The story is a quiet one, letting its plot run beneath its characters and lush literary writing. However, that doesn't mean the writing compensates for poor plot. It's strong regardless. Watching Ellis's monotony get broken by visits from his wife's ghost, the accident, and then flashbacks of his time with Michael paralleled with him breaking out of his shell, is fascinating. Winman has a way of making each moment matter through detail that envelops a reader, helped by a personal audiobook narrated by her. Its simpleness helps elevate it, allows it to take shape in a reader's imagination as they hop from place to place in Ellis's life. The nonlinear structure at points and narrative switch between third-person Ellis and first-person Michael create a world that sticks, and it doesn't need grandiose climactic moments or precise character arcs to make that happen.

It helps that Ellis and crew have a lot of charm to them as well. Although starting as a passive protagonist, Ellis cracks out of his shell and blossoms into a considerate soul. Watching his journey is sad but hopeful, especially to see him regain the spark that was lost because of his dad, who seems to accept him more than he did when he was a kid (repentance/forgiveness, perhaps). Hearing from Michael in the journal Ellis finds reveals much more behind the charismatic and passionate kid Ellis grew attached to. Michael becomes a fuller picture, someone who cared for Ellis in a way he never experienced afterwards, his first love and heartbreak. He tried to recapture that flame with countless lovers, but nothing was the same. Annie's vividness and wit explain a lot of why she and Ellis ended up together, and her support of Michael through his mixed emotions and side outings (gay bar, anyone?) is sweet and uniting. You can tell why Ellis fell in love with her after Michael, and I like that Michael treated her with the respect she deserved and not like she was a rival for his affection for Ellis. The other characters, including Ellis's resilient mother, Michael's sweet adoptive mother, Ellis's stepmom that was the product of an affair, and Ellis's dad and his evolution, are welcome inclusions. You see how they touch the lives of the boys and feel the loss when they go.

Winman's writing, however, is the real deal. Her prose is refined and elegant, relying on crisp detail to make it work. The dialogue has no quotation marks, but it flows into attributions and description well.

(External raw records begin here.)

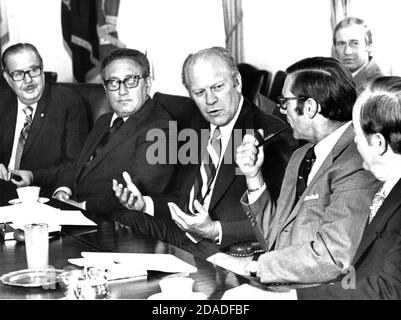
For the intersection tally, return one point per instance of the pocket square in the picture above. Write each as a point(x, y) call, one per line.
point(311, 197)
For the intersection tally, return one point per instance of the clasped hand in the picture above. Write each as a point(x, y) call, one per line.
point(129, 196)
point(200, 224)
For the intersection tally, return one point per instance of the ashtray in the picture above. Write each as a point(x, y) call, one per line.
point(46, 278)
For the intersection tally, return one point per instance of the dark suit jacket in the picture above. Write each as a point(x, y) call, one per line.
point(225, 202)
point(56, 136)
point(127, 151)
point(377, 261)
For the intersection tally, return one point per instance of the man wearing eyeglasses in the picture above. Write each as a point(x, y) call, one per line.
point(314, 229)
point(352, 41)
point(42, 126)
point(118, 142)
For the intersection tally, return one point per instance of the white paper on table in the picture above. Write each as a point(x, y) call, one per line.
point(231, 263)
point(146, 261)
point(36, 212)
point(74, 218)
point(112, 270)
point(248, 292)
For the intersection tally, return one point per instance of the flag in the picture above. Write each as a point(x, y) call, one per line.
point(79, 26)
point(4, 35)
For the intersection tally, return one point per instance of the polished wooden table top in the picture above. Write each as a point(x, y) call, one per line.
point(109, 236)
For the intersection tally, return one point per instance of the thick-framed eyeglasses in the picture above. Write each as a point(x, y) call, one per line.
point(19, 75)
point(353, 44)
point(129, 82)
point(282, 101)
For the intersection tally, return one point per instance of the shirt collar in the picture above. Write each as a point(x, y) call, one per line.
point(326, 145)
point(114, 117)
point(228, 128)
point(21, 107)
point(356, 72)
point(390, 183)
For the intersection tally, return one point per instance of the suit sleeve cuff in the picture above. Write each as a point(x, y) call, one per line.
point(65, 189)
point(253, 196)
point(149, 206)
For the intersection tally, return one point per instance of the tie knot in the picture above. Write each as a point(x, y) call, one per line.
point(117, 123)
point(310, 156)
point(216, 134)
point(28, 111)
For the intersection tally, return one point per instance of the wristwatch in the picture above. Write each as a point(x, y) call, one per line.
point(253, 266)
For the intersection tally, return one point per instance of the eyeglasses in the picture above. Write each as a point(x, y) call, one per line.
point(282, 101)
point(19, 75)
point(353, 44)
point(129, 82)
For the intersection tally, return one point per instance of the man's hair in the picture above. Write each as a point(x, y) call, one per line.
point(17, 48)
point(381, 110)
point(328, 82)
point(125, 53)
point(353, 21)
point(220, 52)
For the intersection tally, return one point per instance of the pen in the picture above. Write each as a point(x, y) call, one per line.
point(263, 140)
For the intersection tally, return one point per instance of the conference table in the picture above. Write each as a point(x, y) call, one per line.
point(108, 236)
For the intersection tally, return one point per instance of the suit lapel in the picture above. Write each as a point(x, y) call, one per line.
point(8, 122)
point(38, 120)
point(226, 173)
point(390, 205)
point(98, 132)
point(342, 143)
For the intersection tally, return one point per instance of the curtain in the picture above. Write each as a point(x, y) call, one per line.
point(107, 13)
point(340, 9)
point(79, 21)
point(233, 25)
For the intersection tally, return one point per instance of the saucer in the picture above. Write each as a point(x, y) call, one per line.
point(192, 296)
point(16, 201)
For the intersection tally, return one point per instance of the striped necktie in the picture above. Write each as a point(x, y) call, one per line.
point(303, 173)
point(376, 203)
point(28, 110)
point(207, 171)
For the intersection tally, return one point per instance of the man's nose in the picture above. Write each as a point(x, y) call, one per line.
point(27, 78)
point(210, 97)
point(348, 49)
point(122, 90)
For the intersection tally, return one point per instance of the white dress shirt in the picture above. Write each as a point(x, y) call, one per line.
point(322, 150)
point(226, 132)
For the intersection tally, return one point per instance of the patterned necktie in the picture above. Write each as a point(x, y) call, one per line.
point(303, 172)
point(28, 110)
point(117, 123)
point(376, 203)
point(207, 172)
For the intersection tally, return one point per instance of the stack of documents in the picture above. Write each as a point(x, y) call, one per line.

The two factors meld to create a narrative that's emotional and captivating, and it's what kept me going with this novel along with everything else. It makes everything immediate.

Tin Man is a winner of a novel. With lush writing that doesn't sacrifice the subtlety of its plot and a great cast of characters, Sarah Winman has crafted a short but moving story about grief, art, and how memories make us stronger. It's a beautiful little book perfect for your collection, and it'll make your heart ache in a way that you'll appreciate.